Die Extremistenorganisation El Kaida hat ihre irakischen Verbündeten den USA zufolge aufgefordert, sich auf die Zeit nach der US-Besatzung einzustellen.

HB WASHINGTON. „Wir müssen jetzt (mit den Vorbereitungen) anfangen, bevor uns die Ereignisse überrollen, bevor uns die Amerikaner und die Vereinten Nationen mit ihren eigenen Plänen für die Zeit nach der Besatzung überraschen“, schrieb der El Kaida-Vizechef, Ajman al-Sauahri, in einem Brief an den El Kaida-Anführer im Irak, Abu Mussab al-Sarkaui. Das Schreiben wurde am Dienstag vom US-Geheimdienst veröffentlicht und soll am 9. Juli verfasst worden sein. Behördenvertretern zufolge fiel es den US-Soldaten bei Einsätzen im Irak in die Hände.

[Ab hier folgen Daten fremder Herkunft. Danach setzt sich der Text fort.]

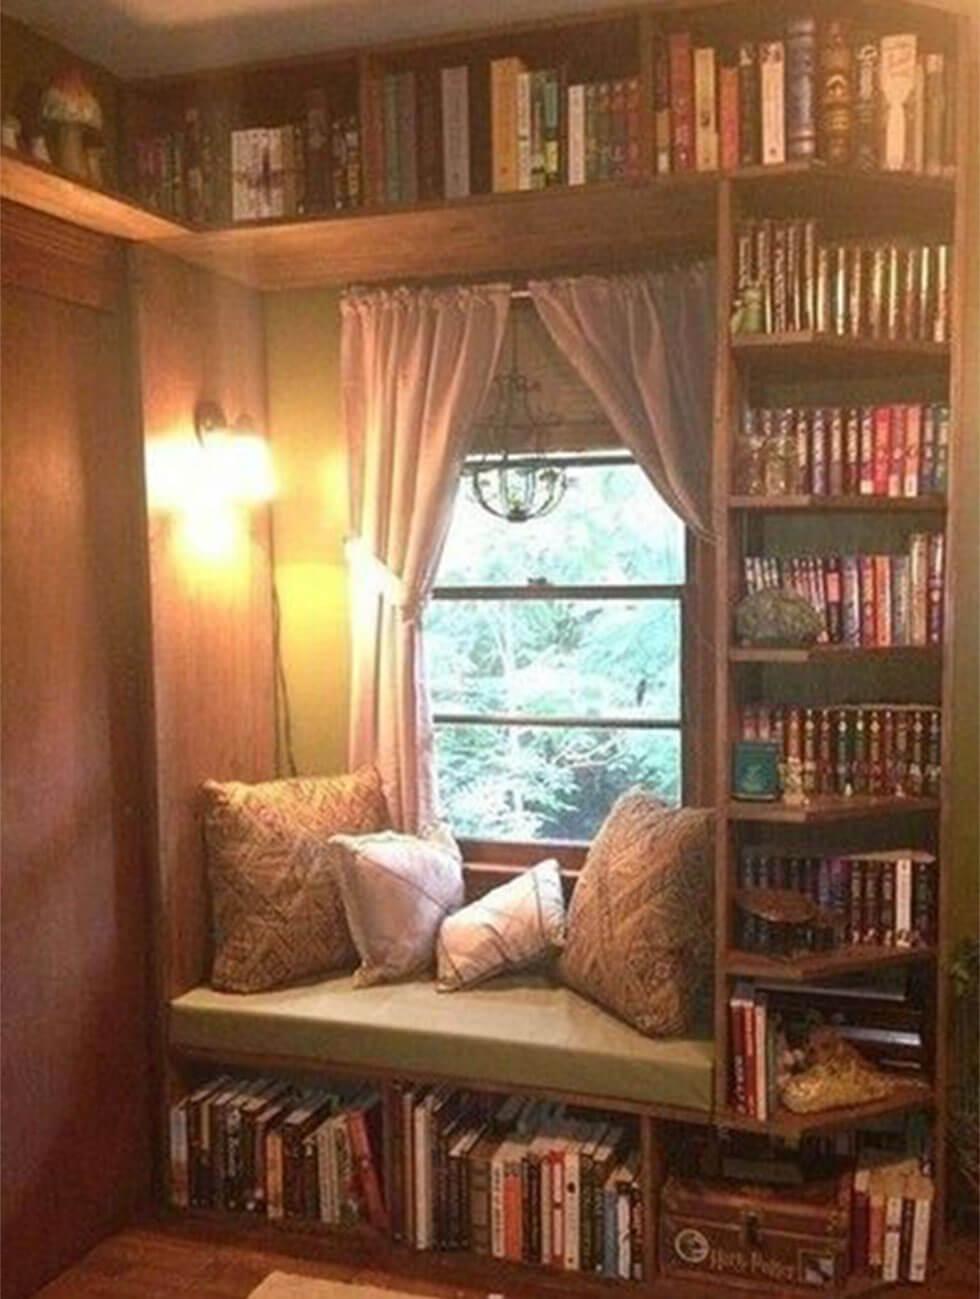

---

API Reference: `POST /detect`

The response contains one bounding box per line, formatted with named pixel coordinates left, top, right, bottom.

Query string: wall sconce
left=146, top=399, right=275, bottom=560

„Ich will noch einmal Dir und allen anderen Brüdern gegenüber die Notwendigkeit betonen, das politische Vorgehen genauso wichtig zu nehmen wie das militärische“, schrieb Al-Sauahri. Ziel solle ein moslemischer Staat sein, der auf die arabische Halbinsel, bis ans Mittelmeer, auf Ägypten, Libanon, Syrien und große Teile der Türkei ausgedehnt werden könnte.

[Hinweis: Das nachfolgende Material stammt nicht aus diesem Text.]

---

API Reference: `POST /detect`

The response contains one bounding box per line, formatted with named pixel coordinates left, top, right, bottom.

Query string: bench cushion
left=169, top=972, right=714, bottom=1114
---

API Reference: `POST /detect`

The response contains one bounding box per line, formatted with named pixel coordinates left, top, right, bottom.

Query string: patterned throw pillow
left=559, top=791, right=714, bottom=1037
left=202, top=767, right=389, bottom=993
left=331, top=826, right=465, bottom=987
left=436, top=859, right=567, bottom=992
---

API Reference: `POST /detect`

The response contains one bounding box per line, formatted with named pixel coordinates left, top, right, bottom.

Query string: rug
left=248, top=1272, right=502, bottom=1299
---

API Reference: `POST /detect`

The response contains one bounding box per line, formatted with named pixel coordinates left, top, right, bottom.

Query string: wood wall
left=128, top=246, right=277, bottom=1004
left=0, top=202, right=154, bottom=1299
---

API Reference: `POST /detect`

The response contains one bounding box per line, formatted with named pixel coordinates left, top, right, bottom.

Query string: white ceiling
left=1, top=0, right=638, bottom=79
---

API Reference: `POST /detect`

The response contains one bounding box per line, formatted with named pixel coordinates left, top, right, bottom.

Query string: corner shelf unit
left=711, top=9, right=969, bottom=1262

Die US-Regierung hat bereits in der vergangenen Woche auf den Brief verwiesen, dessen Existenz allerdings nicht belegt. Aus dem Schreiben gehe hervor, dass zwischen El Kaida in Afghanistan und den Verbündeten im Irak Streit über das Vorgehen ausgebrochen ist. So finde die Tötung von irakischen Zivilisten und Gläubigen nicht überall Zustimmung, erklärte die US-Regierung vor einigen Tagen.

Im Irak soll am Samstag über eine neue Verfassung abgestimmt werden. Die USA hoffen auf eine breite Zustimmung und damit auf eine Festigung des demokratischen Systems im Irak.